The show also delves into the vagaries of school funding and the limits of well-meaning charity. One episode revolves around the ritual of teachers posting wish lists online in hopes of getting school supplies donated. It turns out no one pays attention to an ordinary list, but when it’s a heartbreaking video about “the oldest teacher in America’s poorest school,” the donations keep pouring in — in part from eager white millennials wanting to film the donation Delivery. (“We’re going to do something very respectful!” insists one of them.) What’s really being skewered is the middle- and upper-class audience, who tend to watch quality TV like Abbott Elementary, a liberal establishment that pays lip service gives to support underprivileged groups of the population, but actually has the luxury of only helping selectively or ignoring the problem completely.

A sitcom alone isn’t likely to change these people’s behavior, says Scepanski. But cultural values ​​help set the political agenda. “You can’t know these things exist and just let them be,” he says. And as awareness of the state of urban education grows, he says, maybe – maybe – “it’ll be something that a mayor or a governor will put on their agenda because the polls show people are more concerned about the state of downtown.” take care of schools.”

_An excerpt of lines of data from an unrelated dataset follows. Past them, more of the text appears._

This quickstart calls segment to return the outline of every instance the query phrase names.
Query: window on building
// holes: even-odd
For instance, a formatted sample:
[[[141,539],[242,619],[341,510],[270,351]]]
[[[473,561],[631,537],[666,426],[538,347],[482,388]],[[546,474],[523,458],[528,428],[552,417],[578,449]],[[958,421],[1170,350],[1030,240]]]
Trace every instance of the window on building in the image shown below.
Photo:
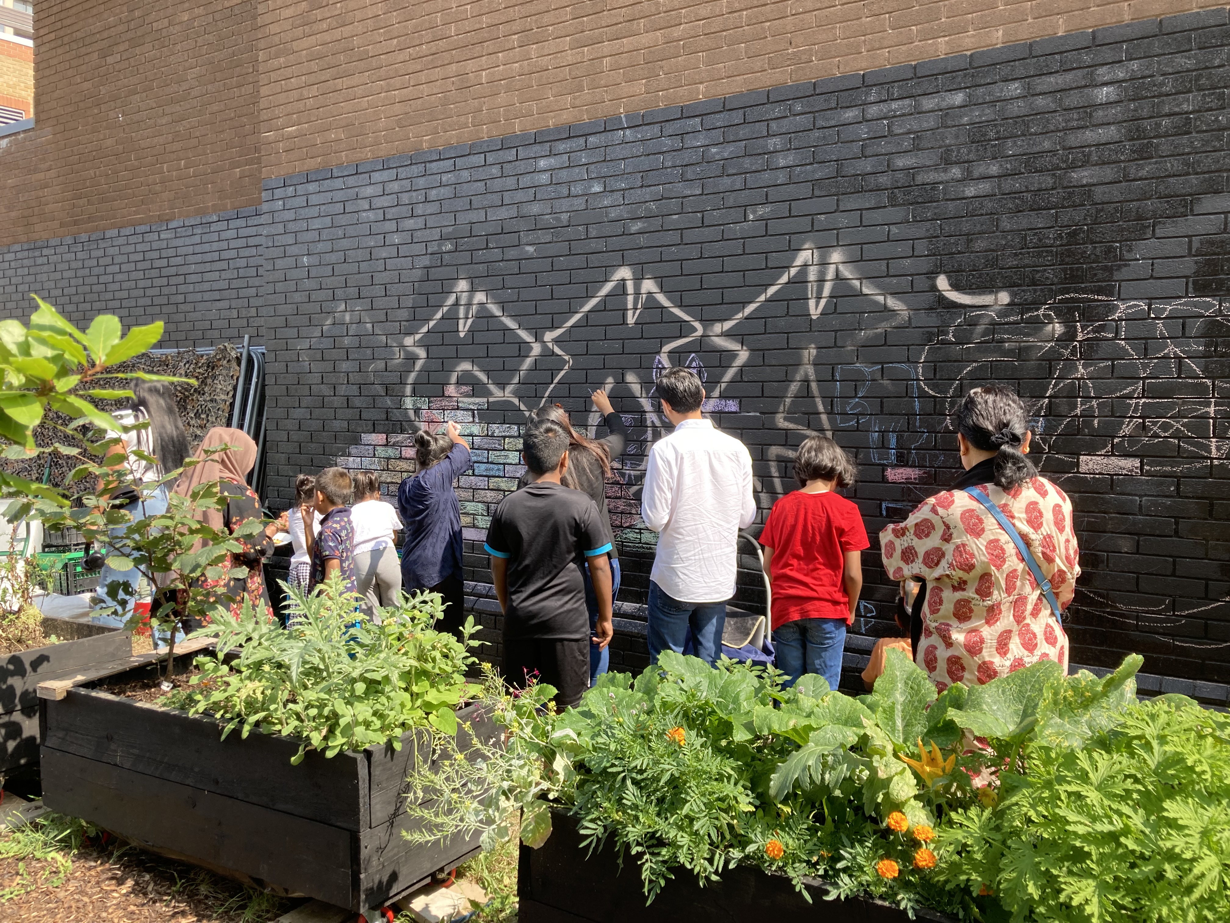
[[[34,116],[34,4],[0,0],[0,126]]]

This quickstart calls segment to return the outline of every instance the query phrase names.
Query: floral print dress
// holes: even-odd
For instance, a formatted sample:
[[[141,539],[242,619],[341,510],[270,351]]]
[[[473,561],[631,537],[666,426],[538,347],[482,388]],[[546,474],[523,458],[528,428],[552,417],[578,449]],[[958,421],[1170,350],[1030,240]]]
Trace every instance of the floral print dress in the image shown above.
[[[261,518],[261,500],[246,484],[219,481],[218,492],[228,498],[223,508],[223,521],[228,532],[234,533],[248,519]],[[273,608],[269,605],[269,593],[264,587],[263,567],[264,559],[273,553],[273,541],[263,535],[255,538],[262,540],[252,544],[252,539],[237,539],[244,551],[229,554],[223,559],[220,565],[223,576],[216,580],[202,577],[197,586],[204,591],[210,602],[225,605],[236,618],[244,608],[244,599],[247,598],[257,615],[264,613],[264,618],[273,621]],[[247,577],[230,576],[231,567],[239,566],[247,567]]]
[[[1077,565],[1073,507],[1044,477],[1010,491],[980,487],[1033,551],[1065,609]],[[1039,660],[1068,671],[1068,636],[1042,589],[995,518],[964,491],[937,493],[904,523],[879,533],[893,580],[926,580],[922,637],[915,660],[942,692],[951,683],[988,683]]]

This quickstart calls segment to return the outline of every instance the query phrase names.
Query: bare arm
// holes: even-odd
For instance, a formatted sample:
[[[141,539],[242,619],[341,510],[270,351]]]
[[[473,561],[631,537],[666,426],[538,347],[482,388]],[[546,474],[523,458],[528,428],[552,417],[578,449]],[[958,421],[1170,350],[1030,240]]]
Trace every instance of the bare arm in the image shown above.
[[[496,598],[499,599],[499,610],[508,612],[508,559],[491,555],[491,582],[496,585]],[[597,583],[594,587],[597,588]],[[606,596],[610,596],[610,583],[606,585]]]
[[[854,614],[859,610],[859,594],[862,593],[862,551],[845,553],[845,572],[841,575],[846,596],[850,597],[850,615],[846,624],[854,624]]]
[[[615,624],[611,621],[611,565],[606,555],[594,555],[589,559],[589,578],[594,583],[594,596],[598,597],[598,624],[594,626],[594,644],[606,647],[615,636]]]

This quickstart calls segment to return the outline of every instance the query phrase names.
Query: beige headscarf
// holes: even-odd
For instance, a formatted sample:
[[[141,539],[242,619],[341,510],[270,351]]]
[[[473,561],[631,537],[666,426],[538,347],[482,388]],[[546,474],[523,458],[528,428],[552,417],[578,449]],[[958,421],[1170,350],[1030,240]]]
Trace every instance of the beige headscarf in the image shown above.
[[[219,446],[229,448],[205,457],[207,449],[215,449]],[[204,460],[184,471],[175,485],[173,492],[181,497],[192,496],[196,487],[210,481],[247,485],[247,473],[256,464],[256,443],[242,430],[215,426],[205,433],[196,458]],[[226,524],[221,509],[197,509],[193,512],[193,517],[219,532],[224,530]]]

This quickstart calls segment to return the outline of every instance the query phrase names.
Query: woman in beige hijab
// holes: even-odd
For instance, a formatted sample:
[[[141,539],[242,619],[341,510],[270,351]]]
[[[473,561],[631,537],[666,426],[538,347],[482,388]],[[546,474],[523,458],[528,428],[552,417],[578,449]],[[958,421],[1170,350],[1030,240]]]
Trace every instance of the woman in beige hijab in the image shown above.
[[[225,446],[221,452],[207,454],[209,449]],[[198,464],[183,473],[175,485],[175,492],[182,497],[202,484],[218,482],[218,493],[226,500],[225,506],[209,509],[197,509],[193,516],[218,532],[234,533],[248,519],[261,518],[261,501],[256,491],[247,486],[247,475],[256,463],[256,443],[242,430],[214,427],[197,449]],[[273,553],[273,535],[277,525],[269,523],[263,534],[256,539],[237,539],[244,546],[240,553],[231,553],[221,561],[223,576],[216,580],[200,577],[197,587],[208,594],[210,602],[219,603],[239,615],[244,599],[252,603],[257,614],[273,620],[269,607],[269,593],[264,587],[264,559]],[[255,541],[255,544],[253,544]],[[232,567],[247,567],[247,577],[230,577]]]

The teachers hope so, of course. in a (n Essay on the music and culture page okplayer, A Chicago teacher wrote that the show highlights the consequences of neglecting education and “how the only solution our cities have to make these schools better is to burn out their brightest and brightest young teachers.” A few others have asked if the series is realistic or jaded enough; wrote a critic of the Sioux City Journal that the show might introduce some teachers who aren’t as dedicated as the current series’ regulars. And some educators have questioned whether a light-hearted sitcom should even be a place for social comment. “The education crisis is not funny,” says one Professor of Education tweeted last month.

But that’s the hidden power of a sitcom — the chance that a partisan who might never read a memoir on urban education will end up getting one anyway, via a squirt toilet and a headmistress who uses school supply funds to buy a footbath . (“How does it help them to have a headmaster with aching muscles?” she says of the students.) And the longer a sitcom stays on air, the more nuance it can explore, and the longer a discussion of stealth politics can go last for. Humor is a catch, as the savviest showrunners know. Politics just creeps in.